Eine Kurzzeittherapie ist geeignet zur Krisenintervention und zur Bearbeitung eines aktuellen Konflikts. Sie umfaßt maximal 25 Sitzungen. Für die Bearbeitung einer umfassenderen Problematik wird die sogenannte Langzeittherapie beantragt. Sie umfaßt 50 bis maximal 100 Sitzungen in der Einzeltherapie (bzw. 40 bis maximal 80 Sitzungen in der Gruppe), die von der gesetzlichen Krankenkasse bzw. Beihilfe übernommen werden. In der Behandlung von Kindern und Jugendlichen können Sitzungen mit den Bezugspersonen nach jeder 4. Sitzung auf Antrag zusätzlich genehmigt werden und auch die maximale Stundenzahl mit der Patientin/dem Patienten kann höher liegen.

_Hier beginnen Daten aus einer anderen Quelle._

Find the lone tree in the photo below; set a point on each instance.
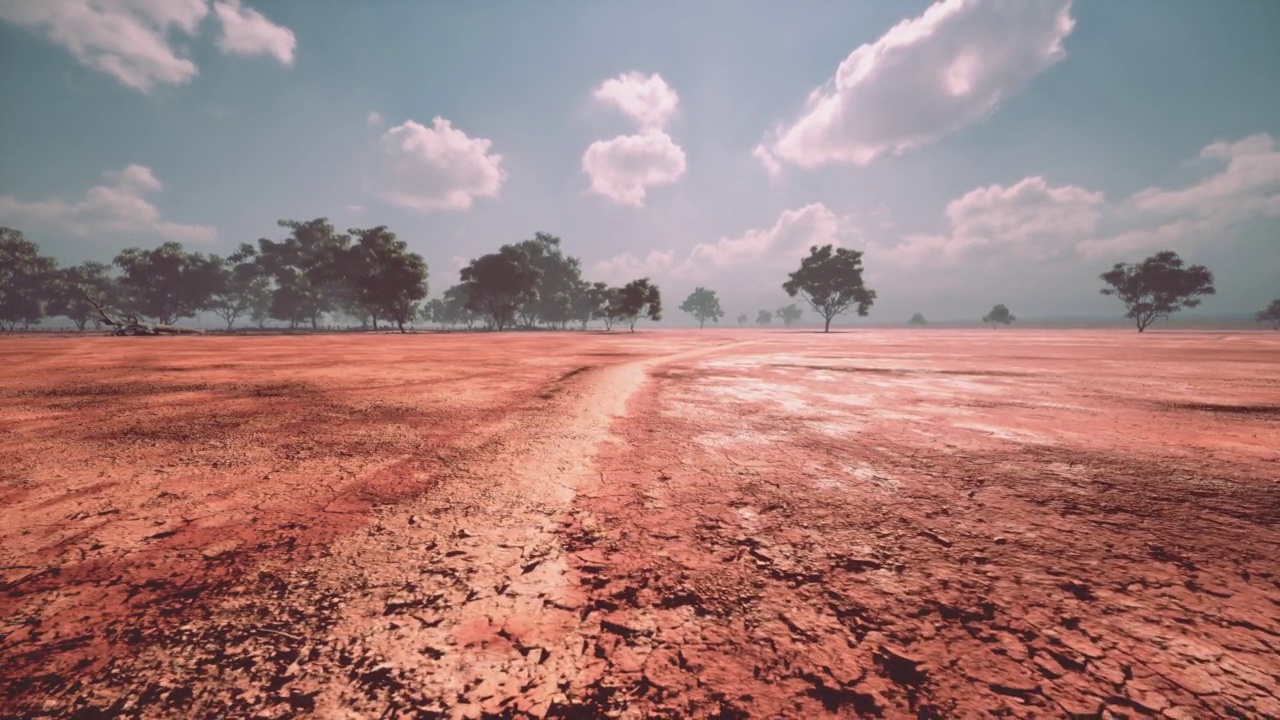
(1157, 287)
(999, 315)
(703, 305)
(831, 281)
(639, 297)
(1270, 315)
(790, 314)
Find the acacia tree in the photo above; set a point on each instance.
(384, 277)
(1157, 287)
(167, 282)
(831, 281)
(1270, 315)
(26, 277)
(501, 283)
(790, 314)
(703, 305)
(73, 286)
(639, 297)
(999, 315)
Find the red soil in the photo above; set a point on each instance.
(720, 523)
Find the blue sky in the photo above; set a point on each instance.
(979, 153)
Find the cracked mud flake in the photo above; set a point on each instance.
(580, 525)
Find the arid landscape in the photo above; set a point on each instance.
(671, 523)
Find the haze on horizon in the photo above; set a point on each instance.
(978, 151)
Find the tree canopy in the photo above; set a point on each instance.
(1157, 287)
(999, 315)
(703, 305)
(831, 281)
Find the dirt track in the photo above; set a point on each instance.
(722, 523)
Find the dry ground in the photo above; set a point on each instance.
(705, 524)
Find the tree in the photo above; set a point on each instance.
(999, 315)
(703, 305)
(501, 283)
(384, 277)
(790, 314)
(1157, 287)
(639, 297)
(26, 277)
(1270, 315)
(71, 290)
(831, 281)
(168, 282)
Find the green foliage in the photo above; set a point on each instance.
(1270, 315)
(26, 277)
(1157, 287)
(790, 314)
(831, 281)
(703, 305)
(167, 282)
(999, 315)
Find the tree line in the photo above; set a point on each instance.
(370, 276)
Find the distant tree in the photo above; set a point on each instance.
(999, 315)
(831, 281)
(387, 278)
(1270, 315)
(168, 282)
(1157, 287)
(240, 290)
(71, 286)
(639, 297)
(703, 305)
(790, 314)
(26, 278)
(501, 283)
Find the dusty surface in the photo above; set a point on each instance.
(897, 523)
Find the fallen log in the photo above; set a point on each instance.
(131, 326)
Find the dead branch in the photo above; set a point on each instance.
(129, 324)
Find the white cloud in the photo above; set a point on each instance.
(648, 100)
(248, 32)
(1244, 190)
(117, 208)
(622, 168)
(126, 39)
(923, 80)
(437, 168)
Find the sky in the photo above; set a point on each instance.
(978, 151)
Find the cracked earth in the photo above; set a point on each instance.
(664, 524)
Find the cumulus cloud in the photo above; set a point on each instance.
(1247, 187)
(135, 40)
(625, 167)
(248, 32)
(126, 39)
(647, 100)
(923, 80)
(115, 208)
(437, 168)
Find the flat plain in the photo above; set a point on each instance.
(671, 523)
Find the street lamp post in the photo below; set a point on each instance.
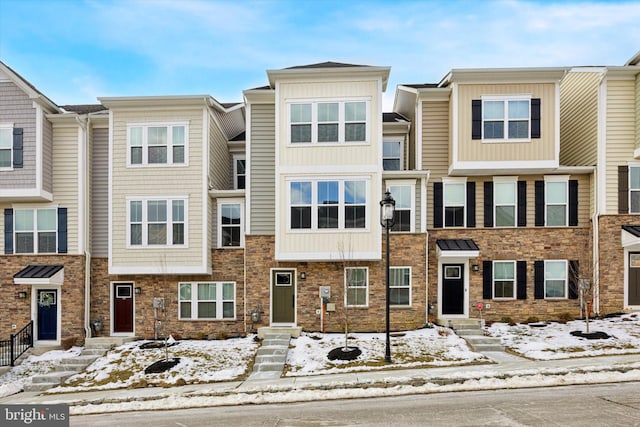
(387, 209)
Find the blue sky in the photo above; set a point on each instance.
(74, 51)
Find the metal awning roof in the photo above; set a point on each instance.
(36, 274)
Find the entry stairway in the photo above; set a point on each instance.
(93, 349)
(472, 332)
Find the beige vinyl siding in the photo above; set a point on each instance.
(435, 147)
(16, 108)
(537, 149)
(579, 118)
(65, 179)
(262, 173)
(620, 135)
(100, 192)
(160, 182)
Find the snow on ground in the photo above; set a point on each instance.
(420, 348)
(546, 341)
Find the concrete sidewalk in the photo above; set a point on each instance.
(371, 383)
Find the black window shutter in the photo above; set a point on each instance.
(8, 231)
(488, 204)
(623, 189)
(437, 205)
(535, 118)
(538, 279)
(487, 279)
(471, 204)
(539, 203)
(521, 278)
(62, 230)
(522, 203)
(573, 279)
(17, 148)
(573, 202)
(476, 119)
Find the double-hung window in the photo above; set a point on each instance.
(36, 231)
(400, 286)
(454, 204)
(555, 279)
(157, 222)
(207, 300)
(504, 279)
(157, 144)
(321, 204)
(328, 122)
(356, 281)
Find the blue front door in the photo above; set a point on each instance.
(47, 314)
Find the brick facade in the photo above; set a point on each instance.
(407, 250)
(518, 244)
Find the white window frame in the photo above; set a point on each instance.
(407, 286)
(346, 287)
(219, 301)
(145, 143)
(505, 180)
(239, 202)
(453, 181)
(35, 231)
(494, 280)
(556, 179)
(505, 99)
(566, 278)
(170, 221)
(411, 184)
(341, 205)
(236, 174)
(9, 129)
(342, 122)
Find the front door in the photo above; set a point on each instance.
(633, 291)
(283, 297)
(123, 308)
(452, 289)
(47, 314)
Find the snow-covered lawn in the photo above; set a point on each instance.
(421, 348)
(554, 340)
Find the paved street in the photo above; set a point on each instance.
(596, 405)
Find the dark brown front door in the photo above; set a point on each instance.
(634, 279)
(123, 307)
(283, 296)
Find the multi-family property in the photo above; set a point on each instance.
(149, 216)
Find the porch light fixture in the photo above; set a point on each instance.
(387, 210)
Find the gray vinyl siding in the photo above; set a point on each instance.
(17, 108)
(100, 193)
(262, 173)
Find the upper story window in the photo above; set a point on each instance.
(334, 204)
(230, 224)
(505, 118)
(157, 144)
(392, 155)
(328, 122)
(156, 222)
(239, 172)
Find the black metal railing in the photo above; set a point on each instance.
(15, 346)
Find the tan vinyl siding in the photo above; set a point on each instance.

In der Einzeltherapie ist eine Sitzung auf 50 Minuten angesetzt, in der Gruppe auf 100 Minuten. Die Frequenz ist in der Regel einmal pro Woche- auch 14-tägige oder größere Abstände können in bestimmten Fällen passend sein. Zunächst finden Probesitzungen statt, um zu entscheiden, ob die Psychotherapie beim jeweiligen Patienten/in sinnvoll und indiziert ist und ob wir miteinander arbeiten können.

Dann muß sie i.d.R. bei der zuständigen Krankenkasse und/oder Beihilfestelle beantragt werden. Ausnahmen sind bestimmte private Krankenkassen, die vertraglich festgelegte jährliche Stundenkontingente mit oder ohne Antrag übernehmen. Bitte schauen Sie als Privatversicherte/r in Ihrem Vertrag nach oder fragen Sie Ihre Kasse.